When you think that all good things come from the government, you end up creating a world where good things can only come from the government. The existence of Obamacare, and the arguments in favor of it, bear that out pretty clearly.

I’ll show you what I mean. Slate’s Dahlia Lithwick had the blogging equivalent of a grand mal seizure when last week’s oral arguments before the Supreme Court created the possibility that Obamacare might be struck down. Let’s have a look:

This morning as the justices pondered whether the individual mandate—that part of the Affordable Care Act that requires most Americans to purchase health insurance or pay a penalty—is constitutional, we got a window into the freedom some of the justices long for. And it is a dark, dark place.

Freedom also seems to mean freedom from the obligation to treat those who show up at hospitals without health insurance, even if it means letting them bleed out on the curb. When Solicitor General Donald Verrilli tries to explain to Justice Scalia that the health care market is unique because “getting health care service … [is] a result of the social norms to which we’ve obligated ourselves so that people get health care.” Scalia’s response is a curt: “Well, don’t obligate yourself to that.”

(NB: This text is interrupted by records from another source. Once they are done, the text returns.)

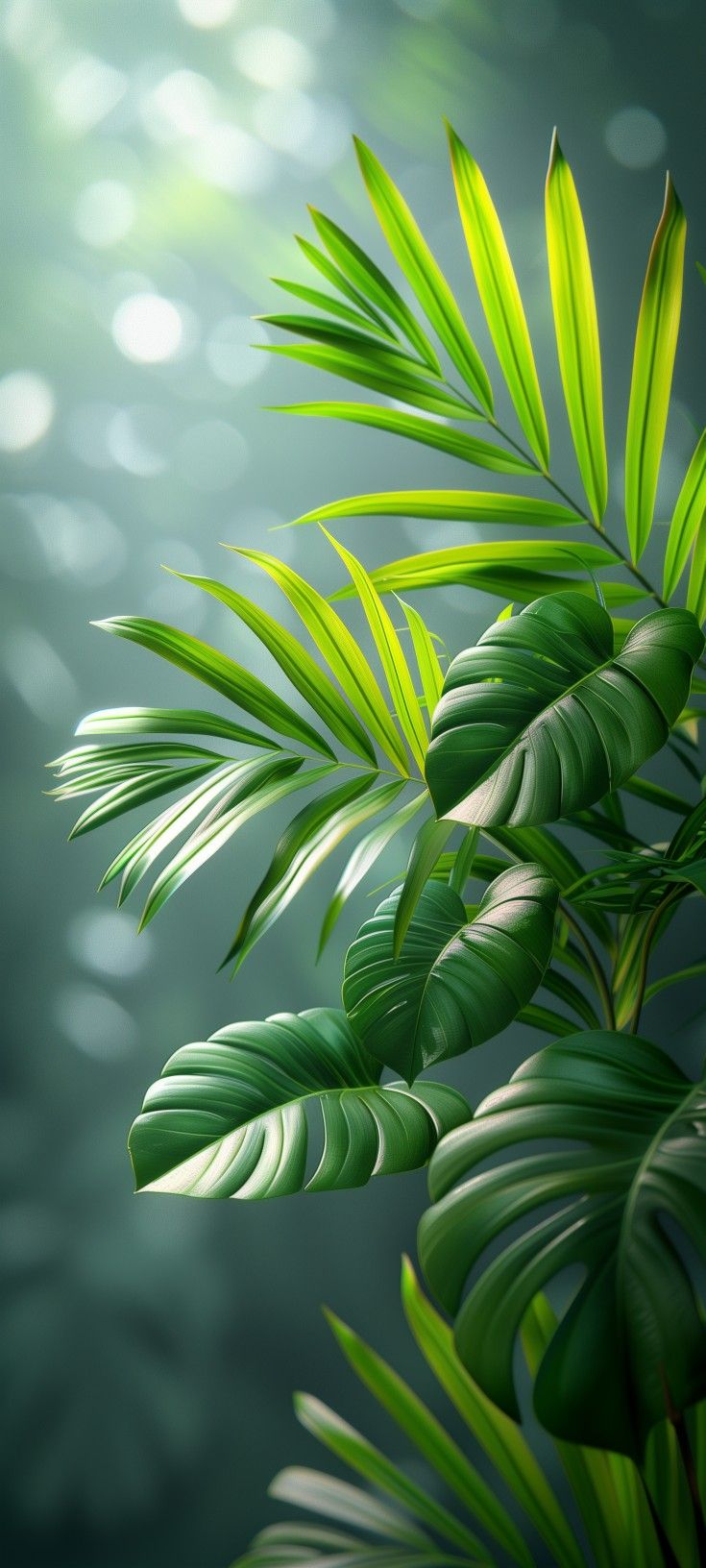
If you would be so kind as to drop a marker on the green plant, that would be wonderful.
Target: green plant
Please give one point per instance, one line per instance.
(524, 748)
(507, 1510)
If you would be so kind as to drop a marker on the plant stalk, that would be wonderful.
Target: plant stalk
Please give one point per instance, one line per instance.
(675, 893)
(594, 963)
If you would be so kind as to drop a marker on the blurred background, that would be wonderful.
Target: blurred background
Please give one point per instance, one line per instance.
(156, 158)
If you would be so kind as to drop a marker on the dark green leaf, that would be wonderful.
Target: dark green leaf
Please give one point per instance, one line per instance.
(540, 719)
(633, 1334)
(455, 984)
(228, 1116)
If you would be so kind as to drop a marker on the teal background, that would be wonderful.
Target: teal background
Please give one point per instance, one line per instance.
(148, 1347)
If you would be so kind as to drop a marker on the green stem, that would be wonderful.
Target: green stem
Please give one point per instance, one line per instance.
(670, 1559)
(594, 963)
(675, 893)
(581, 511)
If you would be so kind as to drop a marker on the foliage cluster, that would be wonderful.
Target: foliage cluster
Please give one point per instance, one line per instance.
(499, 762)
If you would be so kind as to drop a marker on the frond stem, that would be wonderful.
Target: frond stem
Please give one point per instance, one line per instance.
(594, 963)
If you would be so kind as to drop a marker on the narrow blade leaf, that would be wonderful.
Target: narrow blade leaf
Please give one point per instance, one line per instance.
(341, 652)
(300, 669)
(453, 505)
(499, 295)
(218, 672)
(658, 328)
(688, 516)
(393, 659)
(576, 327)
(364, 855)
(424, 275)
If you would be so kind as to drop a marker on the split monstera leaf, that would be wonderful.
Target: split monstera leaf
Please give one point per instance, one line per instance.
(228, 1116)
(543, 719)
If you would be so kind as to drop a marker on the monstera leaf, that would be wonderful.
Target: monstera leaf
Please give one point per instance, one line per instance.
(542, 717)
(457, 982)
(629, 1210)
(228, 1116)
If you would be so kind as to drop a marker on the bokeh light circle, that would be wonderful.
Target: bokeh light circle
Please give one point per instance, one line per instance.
(636, 138)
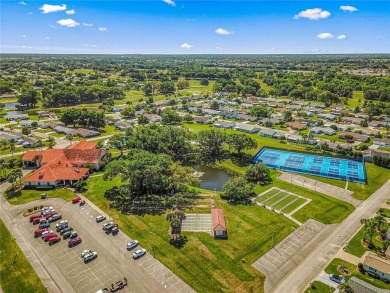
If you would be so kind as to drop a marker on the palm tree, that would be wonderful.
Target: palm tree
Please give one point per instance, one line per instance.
(345, 288)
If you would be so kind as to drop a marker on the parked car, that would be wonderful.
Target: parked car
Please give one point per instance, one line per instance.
(55, 217)
(100, 218)
(48, 215)
(90, 256)
(76, 200)
(39, 232)
(74, 241)
(67, 229)
(85, 252)
(337, 279)
(132, 244)
(54, 239)
(44, 225)
(49, 235)
(139, 253)
(35, 216)
(43, 234)
(37, 220)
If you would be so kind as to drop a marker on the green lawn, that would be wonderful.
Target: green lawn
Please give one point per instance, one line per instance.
(319, 288)
(207, 265)
(332, 269)
(18, 276)
(284, 202)
(277, 197)
(294, 205)
(28, 195)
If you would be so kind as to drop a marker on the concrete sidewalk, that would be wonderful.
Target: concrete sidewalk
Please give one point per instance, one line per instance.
(331, 190)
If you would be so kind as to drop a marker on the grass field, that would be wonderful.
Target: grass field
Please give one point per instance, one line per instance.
(332, 269)
(28, 195)
(205, 264)
(18, 276)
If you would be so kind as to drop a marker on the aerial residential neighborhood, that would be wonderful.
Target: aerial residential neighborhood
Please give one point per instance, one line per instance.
(194, 146)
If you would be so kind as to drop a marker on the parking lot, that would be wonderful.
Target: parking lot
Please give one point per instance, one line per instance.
(197, 223)
(114, 261)
(281, 259)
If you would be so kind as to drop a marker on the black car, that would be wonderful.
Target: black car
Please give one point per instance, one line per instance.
(67, 229)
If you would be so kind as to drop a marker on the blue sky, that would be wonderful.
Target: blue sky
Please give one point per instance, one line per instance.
(195, 27)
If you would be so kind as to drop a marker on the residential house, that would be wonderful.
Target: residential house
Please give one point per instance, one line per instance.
(123, 125)
(377, 265)
(13, 117)
(63, 166)
(224, 124)
(246, 117)
(382, 142)
(297, 125)
(247, 128)
(153, 117)
(63, 129)
(202, 120)
(218, 223)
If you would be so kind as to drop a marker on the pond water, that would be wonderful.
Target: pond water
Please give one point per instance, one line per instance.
(211, 178)
(10, 105)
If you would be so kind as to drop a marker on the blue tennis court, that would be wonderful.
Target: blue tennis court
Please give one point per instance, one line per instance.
(341, 169)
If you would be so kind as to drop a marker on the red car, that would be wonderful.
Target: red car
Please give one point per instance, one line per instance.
(54, 239)
(35, 216)
(76, 200)
(48, 236)
(39, 232)
(74, 241)
(50, 214)
(37, 220)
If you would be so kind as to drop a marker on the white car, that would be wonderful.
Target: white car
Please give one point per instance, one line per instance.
(132, 244)
(85, 252)
(45, 233)
(90, 256)
(61, 223)
(139, 253)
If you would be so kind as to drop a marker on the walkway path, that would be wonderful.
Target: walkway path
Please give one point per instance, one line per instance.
(331, 190)
(315, 262)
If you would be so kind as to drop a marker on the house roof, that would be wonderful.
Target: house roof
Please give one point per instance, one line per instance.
(218, 219)
(377, 262)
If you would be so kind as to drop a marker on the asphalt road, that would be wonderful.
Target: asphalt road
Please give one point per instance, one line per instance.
(299, 279)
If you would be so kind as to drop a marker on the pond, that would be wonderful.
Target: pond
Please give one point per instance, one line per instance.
(10, 105)
(211, 178)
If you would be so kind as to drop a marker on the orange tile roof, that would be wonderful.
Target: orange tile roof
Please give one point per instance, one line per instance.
(84, 145)
(218, 219)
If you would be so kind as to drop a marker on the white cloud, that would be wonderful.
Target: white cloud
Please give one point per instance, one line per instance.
(224, 32)
(186, 46)
(170, 2)
(325, 36)
(342, 37)
(348, 8)
(47, 8)
(313, 14)
(68, 22)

But we seem to want to be free from that obligation as well. This morning in America’s highest court, freedom seems to be less about the absence of constraint than about the absence of shared responsibility, community, or real concern for those who don’t want anything so much as healthy children, or to be cared for when they are old. Until today, I couldn’t really understand why this case was framed as a discussion of “liberty.” This case isn’t so much about freedom from government-mandated broccoli or gyms. It’s about freedom from our obligations to one another, freedom from the modern world in which we live.

So, what we have here is a person who believe that, unless we are forced by law to care for the sick and injured, then it won’t happen. No only do you have to be profoundly ignorant to believe this, you have to have a great deal of contempt for your fellow man to think that he would behave so callously if left to his own devices (and/or you have to have a pretty inflated sense of your own morality). Anyone with a passing familiarity with the real world is aware of the huge role played by non-profit, charitable organizations in providing health care. Add to that all of the private cases of people just taking care of each other–nursing elderly parents, raising money for a friend’s (or a stranger’s) cancer treatment, and on and on–and you’d have to be pretty dense to say that freedom in health care necessarily means freedom from responsibility.

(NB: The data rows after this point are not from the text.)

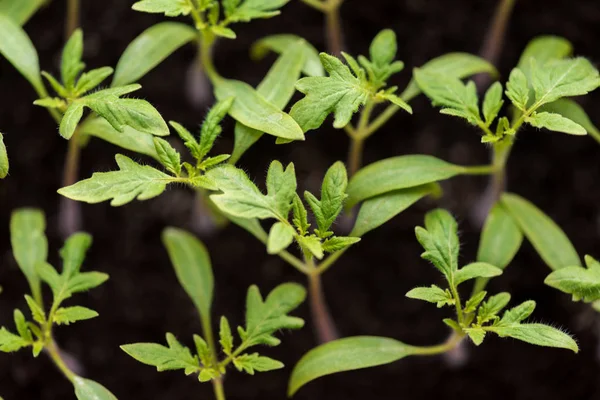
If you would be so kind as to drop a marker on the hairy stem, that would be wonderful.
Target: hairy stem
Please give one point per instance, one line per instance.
(70, 211)
(72, 17)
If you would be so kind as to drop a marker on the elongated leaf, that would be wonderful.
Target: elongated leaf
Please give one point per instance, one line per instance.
(86, 389)
(192, 265)
(456, 65)
(346, 355)
(252, 110)
(398, 173)
(128, 139)
(3, 158)
(131, 181)
(549, 240)
(16, 46)
(377, 210)
(149, 49)
(29, 244)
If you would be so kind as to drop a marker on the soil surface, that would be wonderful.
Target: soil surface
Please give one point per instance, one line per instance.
(365, 290)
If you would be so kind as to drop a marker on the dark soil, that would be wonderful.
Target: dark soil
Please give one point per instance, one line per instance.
(366, 289)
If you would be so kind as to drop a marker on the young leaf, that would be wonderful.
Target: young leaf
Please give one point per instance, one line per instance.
(131, 181)
(398, 173)
(193, 268)
(476, 270)
(280, 237)
(86, 389)
(252, 110)
(377, 210)
(68, 315)
(555, 122)
(439, 238)
(149, 49)
(346, 354)
(538, 334)
(17, 48)
(547, 238)
(3, 159)
(433, 294)
(265, 317)
(255, 362)
(340, 93)
(174, 357)
(171, 8)
(29, 244)
(582, 283)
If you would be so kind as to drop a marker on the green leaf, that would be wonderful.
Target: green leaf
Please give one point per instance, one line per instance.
(129, 139)
(346, 354)
(582, 283)
(338, 243)
(455, 65)
(20, 11)
(255, 362)
(459, 99)
(193, 268)
(86, 389)
(563, 78)
(433, 294)
(341, 93)
(555, 122)
(476, 270)
(538, 334)
(131, 181)
(29, 244)
(171, 8)
(377, 210)
(280, 237)
(3, 158)
(9, 342)
(265, 317)
(71, 64)
(149, 49)
(168, 156)
(17, 48)
(282, 43)
(252, 110)
(68, 315)
(240, 197)
(396, 173)
(174, 357)
(439, 238)
(547, 238)
(225, 336)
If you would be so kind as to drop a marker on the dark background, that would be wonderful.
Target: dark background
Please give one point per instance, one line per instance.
(365, 289)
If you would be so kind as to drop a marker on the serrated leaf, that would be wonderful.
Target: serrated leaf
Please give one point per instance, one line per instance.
(265, 317)
(280, 237)
(29, 244)
(68, 315)
(149, 49)
(193, 268)
(555, 122)
(476, 270)
(175, 356)
(171, 8)
(377, 210)
(432, 294)
(131, 181)
(17, 48)
(582, 283)
(346, 354)
(396, 173)
(340, 93)
(547, 238)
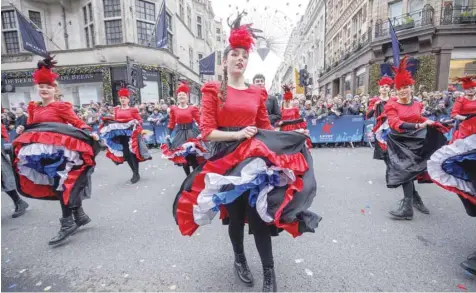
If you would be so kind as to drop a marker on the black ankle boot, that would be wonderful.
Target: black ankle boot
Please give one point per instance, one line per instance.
(80, 217)
(242, 269)
(418, 203)
(135, 178)
(269, 280)
(20, 208)
(404, 211)
(68, 227)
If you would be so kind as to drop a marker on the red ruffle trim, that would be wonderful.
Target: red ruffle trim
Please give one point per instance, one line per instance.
(46, 191)
(247, 149)
(180, 159)
(468, 196)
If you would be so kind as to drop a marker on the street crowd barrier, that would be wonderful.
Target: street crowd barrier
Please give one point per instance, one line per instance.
(333, 129)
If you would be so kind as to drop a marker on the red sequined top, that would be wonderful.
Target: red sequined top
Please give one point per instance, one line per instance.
(60, 112)
(242, 108)
(398, 113)
(4, 132)
(464, 107)
(183, 116)
(126, 115)
(290, 114)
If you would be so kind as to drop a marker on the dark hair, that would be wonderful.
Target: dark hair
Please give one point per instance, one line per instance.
(224, 81)
(259, 75)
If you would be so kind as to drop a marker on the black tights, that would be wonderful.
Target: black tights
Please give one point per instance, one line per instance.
(128, 156)
(14, 195)
(238, 210)
(408, 189)
(191, 162)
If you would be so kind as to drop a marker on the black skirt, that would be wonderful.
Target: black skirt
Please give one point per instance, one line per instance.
(408, 153)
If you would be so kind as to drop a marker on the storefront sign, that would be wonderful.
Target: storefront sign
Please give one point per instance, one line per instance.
(64, 79)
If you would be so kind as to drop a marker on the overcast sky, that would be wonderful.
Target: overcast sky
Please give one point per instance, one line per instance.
(271, 15)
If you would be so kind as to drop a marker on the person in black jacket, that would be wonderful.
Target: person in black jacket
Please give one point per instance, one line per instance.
(272, 105)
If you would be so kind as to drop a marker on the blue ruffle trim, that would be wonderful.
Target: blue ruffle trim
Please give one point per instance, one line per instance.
(255, 187)
(110, 138)
(452, 167)
(47, 164)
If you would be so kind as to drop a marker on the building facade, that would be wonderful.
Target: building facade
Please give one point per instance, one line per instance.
(96, 41)
(440, 35)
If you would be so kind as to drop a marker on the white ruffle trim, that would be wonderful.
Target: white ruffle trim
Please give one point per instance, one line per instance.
(119, 126)
(73, 159)
(203, 212)
(189, 144)
(436, 161)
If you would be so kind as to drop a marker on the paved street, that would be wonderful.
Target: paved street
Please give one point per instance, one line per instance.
(133, 244)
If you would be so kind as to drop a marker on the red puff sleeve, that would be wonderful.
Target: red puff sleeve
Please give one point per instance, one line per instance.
(135, 114)
(208, 118)
(392, 116)
(4, 132)
(196, 115)
(67, 114)
(458, 105)
(31, 109)
(262, 119)
(171, 118)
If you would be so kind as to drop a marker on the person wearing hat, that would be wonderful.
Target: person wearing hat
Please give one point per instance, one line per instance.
(255, 174)
(453, 167)
(411, 141)
(184, 149)
(123, 136)
(54, 155)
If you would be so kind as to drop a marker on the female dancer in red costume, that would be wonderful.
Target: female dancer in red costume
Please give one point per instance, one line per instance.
(185, 149)
(411, 141)
(8, 181)
(376, 109)
(263, 176)
(122, 136)
(53, 160)
(453, 167)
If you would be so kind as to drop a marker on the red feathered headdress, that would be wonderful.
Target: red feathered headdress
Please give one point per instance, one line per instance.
(402, 77)
(124, 92)
(288, 95)
(242, 36)
(467, 81)
(183, 87)
(385, 80)
(44, 75)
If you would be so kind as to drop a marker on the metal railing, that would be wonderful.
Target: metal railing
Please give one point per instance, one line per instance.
(457, 14)
(419, 18)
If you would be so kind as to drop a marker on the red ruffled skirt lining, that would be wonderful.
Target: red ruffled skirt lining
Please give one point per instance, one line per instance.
(249, 148)
(46, 191)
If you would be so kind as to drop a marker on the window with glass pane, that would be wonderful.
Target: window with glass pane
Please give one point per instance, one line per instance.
(112, 8)
(8, 19)
(144, 31)
(181, 9)
(93, 35)
(113, 31)
(168, 20)
(189, 16)
(170, 42)
(199, 27)
(145, 10)
(85, 15)
(86, 34)
(35, 17)
(90, 9)
(190, 57)
(11, 42)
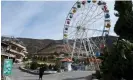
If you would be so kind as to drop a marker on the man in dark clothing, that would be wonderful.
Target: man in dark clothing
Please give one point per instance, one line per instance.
(41, 71)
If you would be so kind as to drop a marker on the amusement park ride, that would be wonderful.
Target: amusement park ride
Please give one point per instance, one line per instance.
(86, 27)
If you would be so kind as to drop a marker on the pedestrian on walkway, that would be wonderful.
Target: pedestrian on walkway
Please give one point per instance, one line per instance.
(41, 71)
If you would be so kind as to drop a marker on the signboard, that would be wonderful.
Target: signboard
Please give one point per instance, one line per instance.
(8, 63)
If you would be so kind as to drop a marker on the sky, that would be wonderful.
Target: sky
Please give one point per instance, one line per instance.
(39, 19)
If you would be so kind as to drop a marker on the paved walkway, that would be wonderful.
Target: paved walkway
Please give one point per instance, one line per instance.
(77, 75)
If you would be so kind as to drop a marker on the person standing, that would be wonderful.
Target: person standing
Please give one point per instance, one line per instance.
(41, 71)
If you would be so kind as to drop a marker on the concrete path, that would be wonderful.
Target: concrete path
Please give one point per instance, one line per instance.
(77, 75)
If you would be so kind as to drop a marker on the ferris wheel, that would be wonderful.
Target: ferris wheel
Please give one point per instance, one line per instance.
(85, 28)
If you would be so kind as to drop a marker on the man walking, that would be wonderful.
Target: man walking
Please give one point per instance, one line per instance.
(41, 71)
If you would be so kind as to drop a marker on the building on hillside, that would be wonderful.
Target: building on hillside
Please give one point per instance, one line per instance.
(58, 50)
(13, 49)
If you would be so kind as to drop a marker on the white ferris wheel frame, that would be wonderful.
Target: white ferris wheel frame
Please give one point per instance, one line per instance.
(88, 39)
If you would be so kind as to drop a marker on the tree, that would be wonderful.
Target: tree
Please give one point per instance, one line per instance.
(124, 24)
(118, 63)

Lithwick must also close her eyes, stick her fingers in her ears, and go “la-la-la!” every time she passes a hospital, elseways she would have noticed that there aren’t piles of people left to “bleed out on the curb” in the absence of government-enforced charity.

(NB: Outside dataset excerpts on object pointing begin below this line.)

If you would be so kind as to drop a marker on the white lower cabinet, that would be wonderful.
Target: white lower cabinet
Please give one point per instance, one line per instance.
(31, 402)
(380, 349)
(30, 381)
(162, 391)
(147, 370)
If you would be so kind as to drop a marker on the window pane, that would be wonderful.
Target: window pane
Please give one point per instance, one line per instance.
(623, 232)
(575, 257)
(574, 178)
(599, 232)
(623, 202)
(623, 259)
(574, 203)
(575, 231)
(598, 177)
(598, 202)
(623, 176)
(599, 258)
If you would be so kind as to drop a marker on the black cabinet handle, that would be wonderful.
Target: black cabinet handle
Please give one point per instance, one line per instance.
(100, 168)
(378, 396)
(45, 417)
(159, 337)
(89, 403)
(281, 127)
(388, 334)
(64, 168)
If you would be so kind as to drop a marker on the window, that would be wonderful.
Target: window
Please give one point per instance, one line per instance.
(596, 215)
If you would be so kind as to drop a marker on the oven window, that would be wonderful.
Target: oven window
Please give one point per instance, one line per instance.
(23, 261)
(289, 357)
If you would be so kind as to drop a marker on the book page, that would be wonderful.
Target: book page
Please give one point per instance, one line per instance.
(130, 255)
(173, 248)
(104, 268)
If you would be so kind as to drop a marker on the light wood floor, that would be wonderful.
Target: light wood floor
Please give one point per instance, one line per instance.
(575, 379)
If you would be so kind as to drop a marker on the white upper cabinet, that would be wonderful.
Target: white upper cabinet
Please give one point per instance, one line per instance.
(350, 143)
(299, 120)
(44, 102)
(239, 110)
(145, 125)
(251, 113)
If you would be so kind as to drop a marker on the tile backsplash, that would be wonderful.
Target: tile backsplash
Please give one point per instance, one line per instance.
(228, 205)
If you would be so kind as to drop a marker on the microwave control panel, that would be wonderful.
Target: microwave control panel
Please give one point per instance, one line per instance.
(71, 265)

In spite of that, government-enforced charity is what Lithwick et al have decided that we must have. If they get their way, if Obamacare isn’t struck down, government-enforced charity is all we will have.

Because the law was written by people who think that all human interaction must be managed in some way to keep society from becoming a version of Mad Max: Beyond Thunderdome with more Blaster and less Master. If I have to make decisions based on how they look to the bureaucratic Sadducees enforcing a 2700-page law–never mind if I’m a doctor or hospital administrator–then I’m going to make a lot fewer decisions. And I’m going to make sure that the decisions that I do make adhere very strictly to the letter of the law.

In spite of Lithwicks ignorance of it, charity exists. If you take charity out of the hands of free people and give it over to a micro-managing bureaucracy, you’re going to get a lot less charity.